10 JULY 2002: HOW CORPORATE
AMERICA SUPPORTS SPAM.
From the New
York Times:
“Brightmail says the volume
of spam it encounters has almost tripled in the last nine months. The
company adds that 12 to 15 percent of total e-mail traffic is spam; a year
ago, that figure was closer to 7 percent. Brightmail, which maintains a
network of In boxes to attract spam, now records 140,000 spam attacks a
day, each potentially involving thousands of messages, if not millions.
Statistics like these are
supported by anecdotal evidence from computer users, who report that they
are seeing more unwanted e-mail every time they log on. Hounded by spam,
some computer users have simply abandoned e-mail addresses…
Ideally, consumer advocates
want the spam equivalent of the 1991 federal Telephone Consumer Protection
Act, which prohibited prerecorded telemarketing calls and junk faxes. The
trade commission was also given power to enforce the legislation.
A broad anti-spam law has
been approved in Europe. On May 30, the European Parliament passed a ban
on unsolicited commercial messaging. Electronic marketing can be aimed
only at consumers who have given prior consent.
In contrast, more than a
dozen spam-related bills have been introduced in Congress over the last
two years, and most of them have languished. Of the handful that have made
progress, the most recent is the Controlling the Assault of Non-Solicited
Pornography and Marketing act (a contorted title that yields the acronym
Can Spam), which was unanimously approved by the Senate Commerce Committee
last month. The Can Spam bill would, among other things, let the F.T.C.
impose civil fines up to $10 per unlawful message, require valid “remove
me” options on all e-mail and authorize state attorneys general to bring
lawsuits.
Now it must be voted upon
by the full Senate, and two other independent spam bills are moving slowly
through the House of Representatives. But interest groups are lobbying
to tone down the strongest aspects of spam legislation.
Those lobbyists are not
spammers. They are some of the country’s largest corporations and commercial
associations: Citicorp, Charles Schwab, Procter & Gamble, the National
Retail Federation, the Securities Industry Association and the American
Insurance Association.
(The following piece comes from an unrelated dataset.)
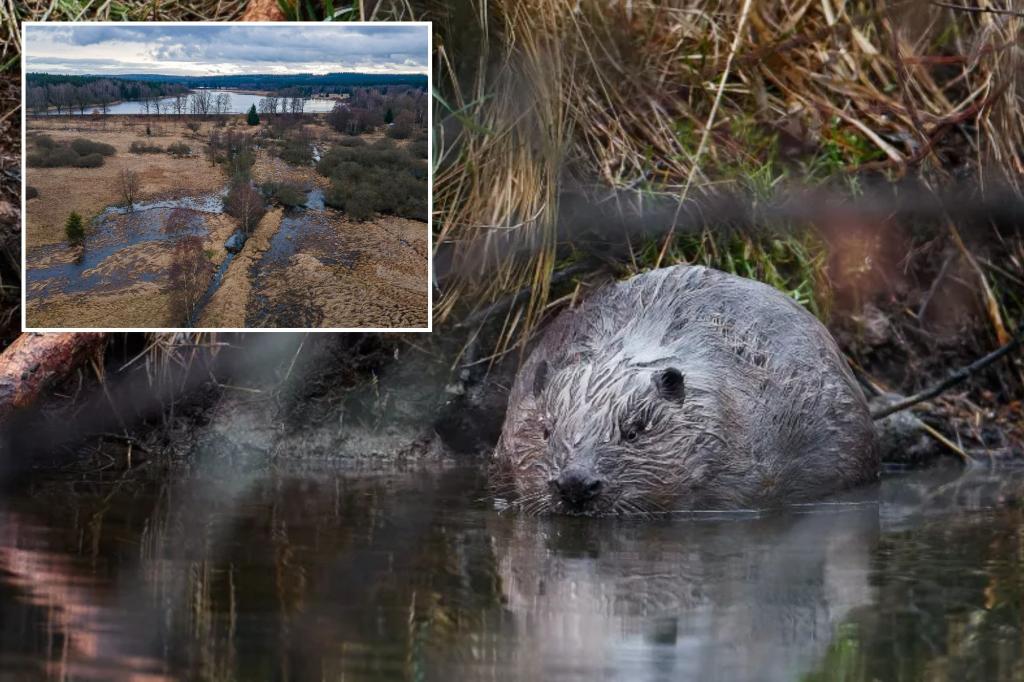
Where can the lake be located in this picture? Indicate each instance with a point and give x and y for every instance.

The groups argue that many of the bills would unfairly
restrict e-mail marketing and put electronic commerce at a disadvantage.
“We would like the bill narrowed
so only pornographic, fraudulent and deceptive spam are targeted,” said
John Savercool, the vice president of federal affairs for the American
Insurance Association. “We think that is where the consumer angst is.”
But Senator Conrad Burns
of Montana, a Republican sponsor of the Can Spam bill, says that consumer
frustration goes beyond pornography and fraud. “I get enough applications
for credit cards, offers to consolidate my debt and advertising for Viagra
in my mailbox,” he said. “I don’t need it on my computer too.”